Simulating Mean-Reverting Processes in Python The CIR Model for Interest Rates

While Geometric Brownian Motion (GBM) is standard for stock prices, variables like interest rates or volatility often exhibit mean reversion – a tendency to drift back towards a long-term average. They also typically cannot be negative. The Cox-Ingersoll-Ross (CIR) model, a type of Square-Root Diffusion (SRD) process, captures these features. This article demonstrates how to simulate the CIR process in Python using both Euler discretization and an exact method, highlighting its use in modeling interest rates.

The Square-Root Diffusion / CIR Model

The SRD process xt is defined by the Stochastic Differential Equation (SDE):  \[d x_t=\kappa\left(\theta-x_t\right) d t+\sigma \sqrt{x_t} d W_t\]

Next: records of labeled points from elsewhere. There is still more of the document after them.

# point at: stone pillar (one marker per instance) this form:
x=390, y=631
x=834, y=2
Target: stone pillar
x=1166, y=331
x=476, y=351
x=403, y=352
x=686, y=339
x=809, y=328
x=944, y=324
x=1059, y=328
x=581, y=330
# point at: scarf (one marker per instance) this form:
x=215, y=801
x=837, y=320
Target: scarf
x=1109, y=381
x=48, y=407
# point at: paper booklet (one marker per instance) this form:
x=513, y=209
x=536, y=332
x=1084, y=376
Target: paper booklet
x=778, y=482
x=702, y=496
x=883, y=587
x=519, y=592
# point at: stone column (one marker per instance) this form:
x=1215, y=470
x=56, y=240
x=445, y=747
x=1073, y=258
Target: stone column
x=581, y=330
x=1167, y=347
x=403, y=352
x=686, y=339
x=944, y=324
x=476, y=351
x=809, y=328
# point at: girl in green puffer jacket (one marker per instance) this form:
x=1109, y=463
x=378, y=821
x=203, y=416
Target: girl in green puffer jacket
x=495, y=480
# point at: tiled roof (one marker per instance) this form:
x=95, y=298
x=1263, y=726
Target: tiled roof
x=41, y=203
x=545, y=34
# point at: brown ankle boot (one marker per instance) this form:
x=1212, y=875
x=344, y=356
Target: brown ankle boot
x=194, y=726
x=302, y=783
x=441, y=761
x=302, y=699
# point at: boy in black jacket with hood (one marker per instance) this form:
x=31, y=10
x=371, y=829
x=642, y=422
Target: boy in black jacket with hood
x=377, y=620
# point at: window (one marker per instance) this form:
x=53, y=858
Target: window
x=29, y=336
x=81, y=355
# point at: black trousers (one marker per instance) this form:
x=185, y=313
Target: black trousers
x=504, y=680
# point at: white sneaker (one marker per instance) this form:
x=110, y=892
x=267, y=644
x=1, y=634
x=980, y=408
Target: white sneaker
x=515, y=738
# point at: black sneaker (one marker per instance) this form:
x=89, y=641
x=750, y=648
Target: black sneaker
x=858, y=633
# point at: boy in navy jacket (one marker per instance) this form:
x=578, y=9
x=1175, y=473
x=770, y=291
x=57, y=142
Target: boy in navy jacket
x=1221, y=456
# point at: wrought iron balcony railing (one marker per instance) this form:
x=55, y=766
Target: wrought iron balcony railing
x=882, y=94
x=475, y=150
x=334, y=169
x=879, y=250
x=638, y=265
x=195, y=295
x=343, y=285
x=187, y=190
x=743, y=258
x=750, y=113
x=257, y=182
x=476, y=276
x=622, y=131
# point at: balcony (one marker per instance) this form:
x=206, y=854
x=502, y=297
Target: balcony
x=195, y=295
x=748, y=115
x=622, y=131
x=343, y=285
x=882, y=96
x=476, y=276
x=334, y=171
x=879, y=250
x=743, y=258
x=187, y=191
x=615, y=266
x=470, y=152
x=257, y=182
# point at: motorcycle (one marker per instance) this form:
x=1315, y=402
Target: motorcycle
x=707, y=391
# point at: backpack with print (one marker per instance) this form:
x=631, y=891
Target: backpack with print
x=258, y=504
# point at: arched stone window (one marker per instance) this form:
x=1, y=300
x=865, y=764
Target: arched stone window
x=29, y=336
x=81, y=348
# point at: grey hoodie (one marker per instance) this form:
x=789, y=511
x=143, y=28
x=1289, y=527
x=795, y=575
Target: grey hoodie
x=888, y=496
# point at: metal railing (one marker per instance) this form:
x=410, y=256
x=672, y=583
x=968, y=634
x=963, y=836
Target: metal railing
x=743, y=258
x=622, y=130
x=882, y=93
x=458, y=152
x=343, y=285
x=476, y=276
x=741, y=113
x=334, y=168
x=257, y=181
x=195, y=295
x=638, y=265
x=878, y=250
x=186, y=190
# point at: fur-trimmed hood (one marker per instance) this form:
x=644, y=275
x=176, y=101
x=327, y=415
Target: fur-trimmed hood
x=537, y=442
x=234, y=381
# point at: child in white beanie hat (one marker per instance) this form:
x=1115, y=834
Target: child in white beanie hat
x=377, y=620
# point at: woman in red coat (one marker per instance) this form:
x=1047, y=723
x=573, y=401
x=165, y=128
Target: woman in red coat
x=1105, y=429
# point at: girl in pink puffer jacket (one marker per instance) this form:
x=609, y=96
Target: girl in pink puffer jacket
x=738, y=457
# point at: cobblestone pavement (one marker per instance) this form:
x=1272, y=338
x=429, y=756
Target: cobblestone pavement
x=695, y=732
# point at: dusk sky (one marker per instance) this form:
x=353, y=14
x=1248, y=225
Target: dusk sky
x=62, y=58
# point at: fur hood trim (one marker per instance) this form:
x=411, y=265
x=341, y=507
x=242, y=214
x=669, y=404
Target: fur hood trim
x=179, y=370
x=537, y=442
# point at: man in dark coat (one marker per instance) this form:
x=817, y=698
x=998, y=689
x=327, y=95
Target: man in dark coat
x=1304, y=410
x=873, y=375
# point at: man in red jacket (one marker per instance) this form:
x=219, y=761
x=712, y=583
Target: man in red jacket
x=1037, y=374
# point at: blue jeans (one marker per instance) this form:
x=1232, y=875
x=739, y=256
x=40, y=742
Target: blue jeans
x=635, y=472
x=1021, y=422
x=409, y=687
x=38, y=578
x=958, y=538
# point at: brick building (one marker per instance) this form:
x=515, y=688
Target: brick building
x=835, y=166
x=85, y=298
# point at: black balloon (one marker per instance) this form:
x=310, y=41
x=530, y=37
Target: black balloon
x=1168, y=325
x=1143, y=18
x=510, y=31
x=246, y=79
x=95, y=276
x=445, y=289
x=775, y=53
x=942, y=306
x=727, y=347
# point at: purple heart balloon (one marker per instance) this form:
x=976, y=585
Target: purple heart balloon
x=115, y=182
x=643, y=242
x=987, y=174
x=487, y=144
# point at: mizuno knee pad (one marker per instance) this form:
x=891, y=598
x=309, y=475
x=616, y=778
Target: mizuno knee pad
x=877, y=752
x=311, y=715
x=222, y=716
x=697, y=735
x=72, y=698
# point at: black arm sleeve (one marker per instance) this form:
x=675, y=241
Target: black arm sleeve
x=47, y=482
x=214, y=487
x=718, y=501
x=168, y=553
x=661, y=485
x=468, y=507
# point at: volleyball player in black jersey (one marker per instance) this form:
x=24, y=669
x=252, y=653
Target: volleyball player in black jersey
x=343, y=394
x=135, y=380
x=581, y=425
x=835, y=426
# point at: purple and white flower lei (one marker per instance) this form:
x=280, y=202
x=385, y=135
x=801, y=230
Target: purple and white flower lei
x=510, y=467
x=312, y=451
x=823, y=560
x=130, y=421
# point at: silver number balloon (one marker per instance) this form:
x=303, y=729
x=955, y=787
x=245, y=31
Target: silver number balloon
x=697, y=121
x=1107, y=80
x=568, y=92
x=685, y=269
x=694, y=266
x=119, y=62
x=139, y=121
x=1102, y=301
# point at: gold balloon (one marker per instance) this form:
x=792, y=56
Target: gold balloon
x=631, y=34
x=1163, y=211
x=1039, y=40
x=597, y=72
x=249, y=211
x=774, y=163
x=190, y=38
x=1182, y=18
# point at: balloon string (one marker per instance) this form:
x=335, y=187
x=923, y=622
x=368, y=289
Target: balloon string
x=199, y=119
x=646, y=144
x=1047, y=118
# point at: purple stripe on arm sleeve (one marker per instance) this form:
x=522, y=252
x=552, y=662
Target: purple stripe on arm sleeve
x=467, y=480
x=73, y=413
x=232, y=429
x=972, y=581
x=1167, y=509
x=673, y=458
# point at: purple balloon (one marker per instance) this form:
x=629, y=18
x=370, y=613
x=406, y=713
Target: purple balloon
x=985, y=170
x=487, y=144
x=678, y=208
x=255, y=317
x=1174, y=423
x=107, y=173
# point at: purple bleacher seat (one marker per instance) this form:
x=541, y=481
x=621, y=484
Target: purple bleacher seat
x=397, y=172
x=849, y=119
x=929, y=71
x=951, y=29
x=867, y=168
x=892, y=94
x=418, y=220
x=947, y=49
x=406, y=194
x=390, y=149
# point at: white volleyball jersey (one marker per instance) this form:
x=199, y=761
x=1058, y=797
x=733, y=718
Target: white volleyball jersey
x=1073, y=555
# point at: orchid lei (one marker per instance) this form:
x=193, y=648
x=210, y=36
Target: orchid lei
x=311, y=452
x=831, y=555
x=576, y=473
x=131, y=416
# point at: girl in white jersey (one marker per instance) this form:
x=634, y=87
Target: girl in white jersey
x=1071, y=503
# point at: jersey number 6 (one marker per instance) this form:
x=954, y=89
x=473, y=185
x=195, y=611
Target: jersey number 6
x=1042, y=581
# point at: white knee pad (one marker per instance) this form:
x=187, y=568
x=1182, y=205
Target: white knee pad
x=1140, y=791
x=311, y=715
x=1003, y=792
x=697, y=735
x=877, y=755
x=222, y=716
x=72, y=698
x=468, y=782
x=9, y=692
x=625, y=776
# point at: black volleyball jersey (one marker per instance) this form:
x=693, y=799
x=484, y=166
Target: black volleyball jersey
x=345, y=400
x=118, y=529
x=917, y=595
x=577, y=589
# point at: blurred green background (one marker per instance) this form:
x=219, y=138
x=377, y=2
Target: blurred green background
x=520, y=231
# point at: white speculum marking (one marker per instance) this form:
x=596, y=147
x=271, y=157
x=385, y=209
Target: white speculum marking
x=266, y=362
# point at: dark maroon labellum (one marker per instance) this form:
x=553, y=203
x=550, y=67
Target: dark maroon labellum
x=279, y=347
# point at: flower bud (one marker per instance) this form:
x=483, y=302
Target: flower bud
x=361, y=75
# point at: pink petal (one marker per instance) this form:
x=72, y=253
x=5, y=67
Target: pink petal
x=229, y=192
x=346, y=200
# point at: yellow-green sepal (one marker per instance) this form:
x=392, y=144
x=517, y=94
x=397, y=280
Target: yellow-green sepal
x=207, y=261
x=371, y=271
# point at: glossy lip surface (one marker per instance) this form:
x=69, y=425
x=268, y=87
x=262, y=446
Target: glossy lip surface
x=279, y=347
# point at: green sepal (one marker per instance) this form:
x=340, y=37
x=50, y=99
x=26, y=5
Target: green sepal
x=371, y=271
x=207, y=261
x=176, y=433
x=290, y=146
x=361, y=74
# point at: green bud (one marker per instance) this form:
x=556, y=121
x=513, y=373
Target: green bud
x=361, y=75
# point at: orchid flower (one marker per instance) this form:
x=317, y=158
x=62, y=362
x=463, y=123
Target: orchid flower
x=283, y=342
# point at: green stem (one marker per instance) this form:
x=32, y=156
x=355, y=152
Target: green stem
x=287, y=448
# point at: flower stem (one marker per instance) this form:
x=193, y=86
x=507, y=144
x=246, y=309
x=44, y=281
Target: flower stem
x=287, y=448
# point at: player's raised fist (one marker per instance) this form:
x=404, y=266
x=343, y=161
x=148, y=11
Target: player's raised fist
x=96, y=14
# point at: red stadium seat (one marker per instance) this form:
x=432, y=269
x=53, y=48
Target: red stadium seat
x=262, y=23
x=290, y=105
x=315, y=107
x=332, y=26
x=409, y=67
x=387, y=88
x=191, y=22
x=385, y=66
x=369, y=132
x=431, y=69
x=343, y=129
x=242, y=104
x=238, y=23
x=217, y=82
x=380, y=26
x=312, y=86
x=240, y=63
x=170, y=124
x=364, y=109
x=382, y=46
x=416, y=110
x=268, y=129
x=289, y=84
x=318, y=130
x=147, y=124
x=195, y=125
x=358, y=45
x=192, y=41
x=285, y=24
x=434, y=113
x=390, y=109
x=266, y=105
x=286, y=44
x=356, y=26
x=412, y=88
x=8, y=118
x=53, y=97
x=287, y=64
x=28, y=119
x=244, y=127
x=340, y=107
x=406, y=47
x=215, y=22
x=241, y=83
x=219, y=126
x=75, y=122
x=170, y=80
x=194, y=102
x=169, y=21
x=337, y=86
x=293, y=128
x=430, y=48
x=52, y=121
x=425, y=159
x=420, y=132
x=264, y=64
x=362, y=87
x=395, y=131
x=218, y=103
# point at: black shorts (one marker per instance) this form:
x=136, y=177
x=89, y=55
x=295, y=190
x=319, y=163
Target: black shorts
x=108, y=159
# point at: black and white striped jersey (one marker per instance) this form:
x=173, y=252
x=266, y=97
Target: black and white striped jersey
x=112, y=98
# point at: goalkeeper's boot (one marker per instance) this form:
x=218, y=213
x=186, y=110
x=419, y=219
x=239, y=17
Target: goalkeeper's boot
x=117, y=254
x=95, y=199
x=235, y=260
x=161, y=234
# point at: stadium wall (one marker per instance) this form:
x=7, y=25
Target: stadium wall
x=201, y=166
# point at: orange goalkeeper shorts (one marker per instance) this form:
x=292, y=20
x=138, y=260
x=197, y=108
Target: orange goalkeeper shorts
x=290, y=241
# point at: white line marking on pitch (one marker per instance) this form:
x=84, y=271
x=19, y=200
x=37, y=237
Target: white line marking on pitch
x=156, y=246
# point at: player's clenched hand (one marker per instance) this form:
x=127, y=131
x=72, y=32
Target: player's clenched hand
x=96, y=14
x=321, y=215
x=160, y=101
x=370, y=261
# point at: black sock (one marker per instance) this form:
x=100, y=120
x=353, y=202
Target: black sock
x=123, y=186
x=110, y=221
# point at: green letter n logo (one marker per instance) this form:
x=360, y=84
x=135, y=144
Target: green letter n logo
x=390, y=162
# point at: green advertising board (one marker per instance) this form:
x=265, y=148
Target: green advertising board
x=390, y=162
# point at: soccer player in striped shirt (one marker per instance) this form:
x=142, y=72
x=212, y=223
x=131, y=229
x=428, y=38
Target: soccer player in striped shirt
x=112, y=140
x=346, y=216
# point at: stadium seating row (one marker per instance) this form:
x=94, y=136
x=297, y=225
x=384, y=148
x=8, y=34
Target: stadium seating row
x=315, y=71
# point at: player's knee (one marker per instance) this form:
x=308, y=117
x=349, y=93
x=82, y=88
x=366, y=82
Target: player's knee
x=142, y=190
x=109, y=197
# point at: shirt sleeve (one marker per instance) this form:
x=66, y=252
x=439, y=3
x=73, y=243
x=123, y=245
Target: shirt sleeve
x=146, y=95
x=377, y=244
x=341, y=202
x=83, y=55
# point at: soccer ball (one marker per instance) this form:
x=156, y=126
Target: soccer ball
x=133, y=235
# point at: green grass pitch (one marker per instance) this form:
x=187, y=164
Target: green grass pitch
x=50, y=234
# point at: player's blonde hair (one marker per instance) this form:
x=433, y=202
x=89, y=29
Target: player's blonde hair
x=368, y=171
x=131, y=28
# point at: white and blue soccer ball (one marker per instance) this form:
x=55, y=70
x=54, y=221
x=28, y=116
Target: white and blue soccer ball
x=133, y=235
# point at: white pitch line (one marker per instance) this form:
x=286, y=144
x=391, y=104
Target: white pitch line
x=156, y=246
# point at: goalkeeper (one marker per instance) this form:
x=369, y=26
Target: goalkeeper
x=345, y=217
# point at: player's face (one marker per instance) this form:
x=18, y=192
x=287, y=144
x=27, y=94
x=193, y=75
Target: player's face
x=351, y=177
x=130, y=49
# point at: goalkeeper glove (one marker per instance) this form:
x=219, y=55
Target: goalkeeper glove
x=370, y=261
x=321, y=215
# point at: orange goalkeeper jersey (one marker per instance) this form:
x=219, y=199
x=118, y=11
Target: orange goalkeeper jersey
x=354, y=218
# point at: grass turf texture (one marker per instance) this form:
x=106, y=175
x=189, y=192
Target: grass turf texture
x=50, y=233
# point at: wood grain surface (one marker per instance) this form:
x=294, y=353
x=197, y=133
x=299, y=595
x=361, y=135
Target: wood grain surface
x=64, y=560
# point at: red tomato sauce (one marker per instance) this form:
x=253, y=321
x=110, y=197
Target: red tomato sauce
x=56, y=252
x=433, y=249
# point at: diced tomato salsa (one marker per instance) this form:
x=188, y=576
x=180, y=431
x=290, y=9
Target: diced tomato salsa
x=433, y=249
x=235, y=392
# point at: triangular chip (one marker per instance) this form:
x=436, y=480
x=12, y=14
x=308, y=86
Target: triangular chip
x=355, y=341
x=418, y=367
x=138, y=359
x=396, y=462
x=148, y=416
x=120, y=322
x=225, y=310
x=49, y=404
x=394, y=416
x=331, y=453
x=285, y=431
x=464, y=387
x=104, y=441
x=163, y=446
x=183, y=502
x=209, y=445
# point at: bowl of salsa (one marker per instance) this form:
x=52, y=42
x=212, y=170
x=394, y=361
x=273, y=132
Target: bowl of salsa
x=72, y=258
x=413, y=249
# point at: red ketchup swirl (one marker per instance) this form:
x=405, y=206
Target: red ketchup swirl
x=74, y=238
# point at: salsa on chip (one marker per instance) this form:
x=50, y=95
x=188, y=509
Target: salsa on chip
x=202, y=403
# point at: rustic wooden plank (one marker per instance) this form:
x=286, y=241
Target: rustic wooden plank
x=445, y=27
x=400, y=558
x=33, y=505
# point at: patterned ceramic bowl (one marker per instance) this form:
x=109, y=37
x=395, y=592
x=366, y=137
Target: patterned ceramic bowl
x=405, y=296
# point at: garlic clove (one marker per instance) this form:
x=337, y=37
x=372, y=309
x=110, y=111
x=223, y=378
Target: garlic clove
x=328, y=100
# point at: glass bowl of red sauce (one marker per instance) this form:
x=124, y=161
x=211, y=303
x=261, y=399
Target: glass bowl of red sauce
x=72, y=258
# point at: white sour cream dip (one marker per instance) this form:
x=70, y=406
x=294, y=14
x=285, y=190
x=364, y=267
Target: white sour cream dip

When used for the short-term interest rate, this is known as the CIR model.

Setup

We’ll use standard libraries. Assume imports like numpy as npnumpy.random as nprmathtime, and matplotlib.pyplot as plt are done. We’ll reuse the print_statistics function from the previous article if needed for comparisons.

import numpy as np
import numpy.random as npr
import math
import time
from pylab import plt, mpl
import scipy.stats as scs # For print_statistics

# (Include print_statistics function definition here if running standalone)
# def print_statistics(a1, a2): ... (see previous article)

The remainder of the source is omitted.